Отдалившись от Сато, Накамура сблизился с другими людьми, нашел в себе силы так или иначе быть правдивее как человек. Он пришел к пониманию, что вокруг много людей, похожих на него: гордых, достойных мужчин, исполнивших свой долг и отнюдь не намеренных этого стыдиться – таких, кто тоже считал себя жертвой войны. И он понял, что время, когда никто не был тем, кем, по его утверждению, он был, когда никто не был тем, кем казался, когда все помнили только то, о чем можно было говорить, – это время теперь ушло. Когда последние из остававшихся в тюрьмах военных преступников были освобождены, Накамура отказался от всякого притворства и уловок и, решив, что лучше всего жить по чести, признав правду, вернул себе свое настоящее имя. На следующий год он женился на Икуко.
У них были две дочери, здоровые детки, которые, подрастая, прониклись глубокой любовью к своему благородному отцу. Их младшая дочь, Фуюко, в шесть лет едва не погибла, когда ее сбил школьный автобус. Главным, что сохранилось в памяти Фуюко о том периоде, был отец, днем и ночью сидевший возле ее кроватки со склоненной головой. Дочерям он казался почти что существом из иного мира: то рубашка не на те пуговицы застегнута, то ремнем забыл подпоясаться, то беспокоился о том, как бы не сделать больно паукам, которых он ловил в доме и выпускал наружу, или комарам, которых нарочно никогда не прихлопывал.

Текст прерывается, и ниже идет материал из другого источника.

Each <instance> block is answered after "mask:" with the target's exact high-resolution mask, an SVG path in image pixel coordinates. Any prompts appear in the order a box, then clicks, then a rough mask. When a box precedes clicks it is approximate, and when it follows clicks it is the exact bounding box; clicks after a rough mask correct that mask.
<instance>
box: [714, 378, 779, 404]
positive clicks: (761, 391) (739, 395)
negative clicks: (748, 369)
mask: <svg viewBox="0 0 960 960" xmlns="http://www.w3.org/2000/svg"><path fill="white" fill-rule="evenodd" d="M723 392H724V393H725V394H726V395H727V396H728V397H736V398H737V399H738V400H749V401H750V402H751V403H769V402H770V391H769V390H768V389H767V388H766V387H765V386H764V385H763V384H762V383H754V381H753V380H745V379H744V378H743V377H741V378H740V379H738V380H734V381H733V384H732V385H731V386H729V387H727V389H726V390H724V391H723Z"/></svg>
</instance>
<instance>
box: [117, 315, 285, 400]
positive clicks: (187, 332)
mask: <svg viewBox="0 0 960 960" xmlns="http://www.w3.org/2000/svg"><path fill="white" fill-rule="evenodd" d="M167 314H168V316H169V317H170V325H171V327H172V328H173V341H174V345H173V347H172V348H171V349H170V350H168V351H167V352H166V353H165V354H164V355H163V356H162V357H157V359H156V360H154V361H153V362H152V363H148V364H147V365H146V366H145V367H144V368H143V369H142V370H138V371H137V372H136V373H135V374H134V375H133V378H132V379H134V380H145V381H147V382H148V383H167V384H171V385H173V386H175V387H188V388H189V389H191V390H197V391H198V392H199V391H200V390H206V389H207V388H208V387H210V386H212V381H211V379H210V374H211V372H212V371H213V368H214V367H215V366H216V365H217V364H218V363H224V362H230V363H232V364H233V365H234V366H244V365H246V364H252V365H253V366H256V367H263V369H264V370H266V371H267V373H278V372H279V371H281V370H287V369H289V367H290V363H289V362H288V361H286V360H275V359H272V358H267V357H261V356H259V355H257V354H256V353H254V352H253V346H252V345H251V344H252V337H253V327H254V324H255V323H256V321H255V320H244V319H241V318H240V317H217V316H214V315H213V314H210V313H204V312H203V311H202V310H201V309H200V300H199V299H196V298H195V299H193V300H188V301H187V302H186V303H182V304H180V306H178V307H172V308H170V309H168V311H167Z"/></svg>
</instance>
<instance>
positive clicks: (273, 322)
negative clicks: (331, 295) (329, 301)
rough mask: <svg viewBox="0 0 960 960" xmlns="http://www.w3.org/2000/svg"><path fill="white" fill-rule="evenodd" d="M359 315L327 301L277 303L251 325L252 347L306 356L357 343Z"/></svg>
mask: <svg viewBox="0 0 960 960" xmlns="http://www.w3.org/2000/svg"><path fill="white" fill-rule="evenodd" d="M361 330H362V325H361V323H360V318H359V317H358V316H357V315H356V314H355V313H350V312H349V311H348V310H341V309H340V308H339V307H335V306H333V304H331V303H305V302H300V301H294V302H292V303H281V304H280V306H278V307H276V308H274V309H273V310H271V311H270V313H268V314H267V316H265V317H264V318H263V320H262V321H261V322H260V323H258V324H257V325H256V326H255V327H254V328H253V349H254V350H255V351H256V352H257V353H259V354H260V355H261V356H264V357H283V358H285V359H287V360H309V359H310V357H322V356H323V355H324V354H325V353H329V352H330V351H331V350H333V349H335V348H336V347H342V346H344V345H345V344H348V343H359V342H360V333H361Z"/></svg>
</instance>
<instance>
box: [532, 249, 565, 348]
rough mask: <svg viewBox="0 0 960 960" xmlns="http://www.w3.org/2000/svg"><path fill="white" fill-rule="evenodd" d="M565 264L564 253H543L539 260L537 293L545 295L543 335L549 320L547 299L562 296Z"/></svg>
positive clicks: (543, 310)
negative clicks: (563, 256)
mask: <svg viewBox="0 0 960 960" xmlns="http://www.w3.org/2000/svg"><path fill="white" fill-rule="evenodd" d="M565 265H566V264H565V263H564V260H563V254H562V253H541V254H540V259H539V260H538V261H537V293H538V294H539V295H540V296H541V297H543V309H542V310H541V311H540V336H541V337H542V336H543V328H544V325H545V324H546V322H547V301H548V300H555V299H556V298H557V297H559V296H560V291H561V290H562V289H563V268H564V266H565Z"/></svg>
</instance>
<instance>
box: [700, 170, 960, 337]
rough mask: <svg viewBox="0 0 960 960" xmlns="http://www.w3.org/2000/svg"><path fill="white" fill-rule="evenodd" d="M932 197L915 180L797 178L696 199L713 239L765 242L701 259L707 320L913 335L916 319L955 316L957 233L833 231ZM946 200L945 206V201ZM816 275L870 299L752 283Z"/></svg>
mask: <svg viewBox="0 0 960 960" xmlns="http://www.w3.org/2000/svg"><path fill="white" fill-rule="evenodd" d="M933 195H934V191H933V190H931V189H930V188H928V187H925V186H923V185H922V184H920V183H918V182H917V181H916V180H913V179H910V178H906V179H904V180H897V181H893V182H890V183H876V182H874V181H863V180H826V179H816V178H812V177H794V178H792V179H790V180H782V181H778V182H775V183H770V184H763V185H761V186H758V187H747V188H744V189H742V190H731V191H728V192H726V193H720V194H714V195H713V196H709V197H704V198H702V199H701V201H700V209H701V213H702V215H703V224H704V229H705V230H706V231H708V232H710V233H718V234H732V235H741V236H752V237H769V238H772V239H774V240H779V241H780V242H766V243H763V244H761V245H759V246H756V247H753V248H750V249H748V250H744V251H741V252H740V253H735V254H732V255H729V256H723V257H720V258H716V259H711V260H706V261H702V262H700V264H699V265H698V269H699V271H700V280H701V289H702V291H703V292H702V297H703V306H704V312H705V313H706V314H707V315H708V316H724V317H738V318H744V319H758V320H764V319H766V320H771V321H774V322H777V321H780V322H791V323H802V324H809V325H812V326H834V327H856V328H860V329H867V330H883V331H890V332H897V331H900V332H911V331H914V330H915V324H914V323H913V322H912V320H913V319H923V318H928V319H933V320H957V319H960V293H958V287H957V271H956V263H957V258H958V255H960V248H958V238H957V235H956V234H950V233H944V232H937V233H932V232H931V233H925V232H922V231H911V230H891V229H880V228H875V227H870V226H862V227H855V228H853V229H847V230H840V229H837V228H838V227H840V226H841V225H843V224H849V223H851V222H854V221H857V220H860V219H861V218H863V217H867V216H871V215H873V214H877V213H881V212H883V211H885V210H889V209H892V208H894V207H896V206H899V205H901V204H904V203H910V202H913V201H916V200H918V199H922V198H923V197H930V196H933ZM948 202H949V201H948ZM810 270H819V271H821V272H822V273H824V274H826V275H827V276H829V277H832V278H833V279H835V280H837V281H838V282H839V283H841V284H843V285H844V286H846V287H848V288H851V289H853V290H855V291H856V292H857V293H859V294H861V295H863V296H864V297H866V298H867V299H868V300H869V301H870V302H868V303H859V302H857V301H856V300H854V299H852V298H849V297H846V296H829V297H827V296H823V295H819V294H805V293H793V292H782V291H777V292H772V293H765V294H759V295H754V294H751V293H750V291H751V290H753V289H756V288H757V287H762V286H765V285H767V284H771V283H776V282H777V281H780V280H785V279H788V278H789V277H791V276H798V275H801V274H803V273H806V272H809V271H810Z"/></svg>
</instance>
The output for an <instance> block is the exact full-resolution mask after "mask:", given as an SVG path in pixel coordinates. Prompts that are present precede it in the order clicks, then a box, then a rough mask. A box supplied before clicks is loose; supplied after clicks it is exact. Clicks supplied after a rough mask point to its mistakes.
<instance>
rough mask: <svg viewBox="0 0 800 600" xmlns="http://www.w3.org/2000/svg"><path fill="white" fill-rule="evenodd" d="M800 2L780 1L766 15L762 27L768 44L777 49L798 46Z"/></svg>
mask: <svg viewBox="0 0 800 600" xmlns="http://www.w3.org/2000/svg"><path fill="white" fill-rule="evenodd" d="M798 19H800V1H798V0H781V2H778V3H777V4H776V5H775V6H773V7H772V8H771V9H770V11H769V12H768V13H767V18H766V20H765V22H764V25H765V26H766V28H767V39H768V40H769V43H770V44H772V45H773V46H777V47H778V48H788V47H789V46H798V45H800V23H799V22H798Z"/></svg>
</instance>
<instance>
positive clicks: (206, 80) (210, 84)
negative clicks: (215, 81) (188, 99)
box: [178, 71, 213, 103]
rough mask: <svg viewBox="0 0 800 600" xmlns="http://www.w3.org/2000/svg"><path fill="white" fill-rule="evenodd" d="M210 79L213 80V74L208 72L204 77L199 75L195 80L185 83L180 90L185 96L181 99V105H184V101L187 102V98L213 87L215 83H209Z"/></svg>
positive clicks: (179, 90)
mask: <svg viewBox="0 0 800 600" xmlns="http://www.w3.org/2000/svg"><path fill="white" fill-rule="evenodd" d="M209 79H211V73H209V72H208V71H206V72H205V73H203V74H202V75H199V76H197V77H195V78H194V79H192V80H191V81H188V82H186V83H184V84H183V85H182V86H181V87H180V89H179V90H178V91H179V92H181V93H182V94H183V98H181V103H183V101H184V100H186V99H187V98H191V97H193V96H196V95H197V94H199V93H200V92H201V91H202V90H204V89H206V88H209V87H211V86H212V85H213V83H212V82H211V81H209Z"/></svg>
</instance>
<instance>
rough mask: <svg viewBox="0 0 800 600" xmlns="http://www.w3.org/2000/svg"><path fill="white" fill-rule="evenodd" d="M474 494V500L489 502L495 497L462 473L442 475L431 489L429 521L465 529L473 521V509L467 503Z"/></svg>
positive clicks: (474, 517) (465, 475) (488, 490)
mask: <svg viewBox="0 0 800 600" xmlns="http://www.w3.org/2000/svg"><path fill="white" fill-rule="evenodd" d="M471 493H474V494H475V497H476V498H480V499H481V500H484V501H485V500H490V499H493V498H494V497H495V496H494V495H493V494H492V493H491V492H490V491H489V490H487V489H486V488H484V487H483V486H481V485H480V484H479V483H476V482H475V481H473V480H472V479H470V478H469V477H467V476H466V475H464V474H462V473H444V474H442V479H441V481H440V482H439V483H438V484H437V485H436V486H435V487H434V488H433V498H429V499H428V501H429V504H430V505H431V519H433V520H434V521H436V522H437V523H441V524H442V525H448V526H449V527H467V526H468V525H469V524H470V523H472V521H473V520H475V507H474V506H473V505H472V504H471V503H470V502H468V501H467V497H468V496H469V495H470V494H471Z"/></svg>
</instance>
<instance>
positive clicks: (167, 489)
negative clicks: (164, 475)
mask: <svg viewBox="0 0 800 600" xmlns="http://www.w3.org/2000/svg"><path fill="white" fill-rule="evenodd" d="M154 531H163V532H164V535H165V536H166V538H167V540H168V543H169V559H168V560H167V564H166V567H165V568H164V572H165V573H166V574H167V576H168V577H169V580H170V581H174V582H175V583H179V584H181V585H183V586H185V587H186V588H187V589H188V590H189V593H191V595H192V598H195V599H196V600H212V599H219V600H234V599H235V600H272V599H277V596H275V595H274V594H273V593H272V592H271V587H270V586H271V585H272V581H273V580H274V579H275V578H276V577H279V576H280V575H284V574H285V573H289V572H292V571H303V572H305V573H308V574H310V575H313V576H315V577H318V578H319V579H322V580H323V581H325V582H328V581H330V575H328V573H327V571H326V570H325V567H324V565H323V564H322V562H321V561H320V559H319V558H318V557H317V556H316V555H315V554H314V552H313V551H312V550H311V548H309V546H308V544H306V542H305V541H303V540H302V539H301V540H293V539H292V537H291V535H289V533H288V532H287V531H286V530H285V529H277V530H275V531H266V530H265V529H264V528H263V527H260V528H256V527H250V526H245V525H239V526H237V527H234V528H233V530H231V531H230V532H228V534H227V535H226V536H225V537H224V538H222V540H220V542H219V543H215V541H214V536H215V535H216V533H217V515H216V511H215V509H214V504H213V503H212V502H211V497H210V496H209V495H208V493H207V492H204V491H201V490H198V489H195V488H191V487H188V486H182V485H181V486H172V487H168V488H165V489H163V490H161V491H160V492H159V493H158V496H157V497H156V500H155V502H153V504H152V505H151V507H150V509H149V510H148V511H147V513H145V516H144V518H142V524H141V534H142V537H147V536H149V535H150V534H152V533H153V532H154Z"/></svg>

Он один ощущал странность в самой основе своего преобразования в свое же представление о человеке достойном. Было ли это лицемерием? Было ли искуплением? Виною? Стыдом? Делалось ли это намеренно или бессознательно? Было ли это ложью, или то была правда? В конце концов, он был свидетелем множества смертей, наверное, ощущал он иногда с почти дикарской гордостью, невозможно оспорить (что ни в малейшей степени этому не противоречит), что был даже пособником чьих-то смертей. Но никакой ответственности он не чувствовал, время вымыло из его памяти все, связанное с его преступлениями, позволив вместо этого сохраниться в ней дидактичным россказням о доброте и смягчающих обстоятельствах. С годами он убедился, что тревожит его только то, как мало из всего этого его тревожит.
Весной 1959 года, больше из любопытства, нежели оптимизма, Накамура решил попытать счастья получить место в Банке крови Японии. К его удивлению, его пригласили на собеседование. Ранним зимним утром он сел в поезд на Осаку. В представительстве Банка крови Японии его заставили прождать почти до обеда, пока наконец не проводили – и не в приемную, как он ожидал, а в большой начальственный кабинет. Там усадили и снова велели ждать. Не было ни души. Через четверть часа дверь открылась, и чей-то голос велел ему не оборачиваться и не смотреть, а сидеть как сидит. Он почувствовал, как чьи-то пальцы прочертили дугу сзади у него на шее. А потом за спиной мужской голос стал декламировать:
Что в море,
Где трупы скроет вода,
Что в горах,
Где трупы укроет трава.
Разумеется, Накамура узнал «Уми юкаба», древнее стихотворение, ставшее во время войны до того популярным, что с него начинались сообщения о сражениях по радио, в которых неизменно сообщалось, что японские солдаты встретили почетную смерть, предпочтя ей бесчестье сдачи в плен. Накамура прочел последние строки, словно они были паролем:
Мы смерть принимаем
За императора,
Не оглядываясь никогда[78].
И еще раз почувствовал пальцы на своей шее.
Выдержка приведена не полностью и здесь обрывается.